E. coli employs different scales of regulatory control to establish homeostasis (see, e.g., [11]) or to adapt to external stimuli. Recently, we introduced the concept of digital and analog control to differentiate between the regulatory response coordinated by dedicated TFs and DNA architectural proteins, respectively [12]. We found that as soon as one form is limited (by TF mutations or changes in the DNA superhelicity), the other form of control compensates, exhibiting a balance of regulatory control.
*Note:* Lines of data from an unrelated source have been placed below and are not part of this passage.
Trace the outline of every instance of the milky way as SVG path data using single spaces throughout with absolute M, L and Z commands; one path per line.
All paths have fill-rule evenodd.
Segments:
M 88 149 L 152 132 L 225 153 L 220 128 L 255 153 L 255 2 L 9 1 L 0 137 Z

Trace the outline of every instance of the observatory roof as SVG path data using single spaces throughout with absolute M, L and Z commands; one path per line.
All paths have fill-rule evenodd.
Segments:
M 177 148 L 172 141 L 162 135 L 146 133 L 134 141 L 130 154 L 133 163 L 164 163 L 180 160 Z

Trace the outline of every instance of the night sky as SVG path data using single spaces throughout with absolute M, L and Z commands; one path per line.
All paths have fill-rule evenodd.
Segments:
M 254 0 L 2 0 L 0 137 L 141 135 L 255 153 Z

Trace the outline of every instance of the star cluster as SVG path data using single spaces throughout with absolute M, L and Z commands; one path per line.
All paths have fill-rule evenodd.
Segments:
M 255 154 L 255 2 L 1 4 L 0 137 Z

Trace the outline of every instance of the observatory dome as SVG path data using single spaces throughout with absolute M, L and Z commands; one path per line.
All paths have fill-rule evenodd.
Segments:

An analysis employing methods from point process statistics has been able to further support the interplay of digital and analog control by analyzing gene distributions [13]. In the following, we want to delineate the interplay between the subnet usage as a TF mediated, topologically based form of control, and two other scales of regulatory control: translational inhibition and mRNA degradation induced by small non-coding RNAs (sRNAs) and the dynamic coordination of nodes connected in a feed-forward loop.

Results

Networks

We consider the most complete prokaryotic TRN available, the TRN of the bacterium E. coli. Nodes in our network correspond to genes (and the respective TF) while a directed edge represents a regulatory interaction mediated by a TF. Based on the version 6.3 of the Regulon database [14], the TRN comprises 1515 nodes and 3171 links, with 162 regulators (i.e. nodes which regulate at least one other gene) and 1432 target nodes (i.e. nodes which are regulated by at least one other gene).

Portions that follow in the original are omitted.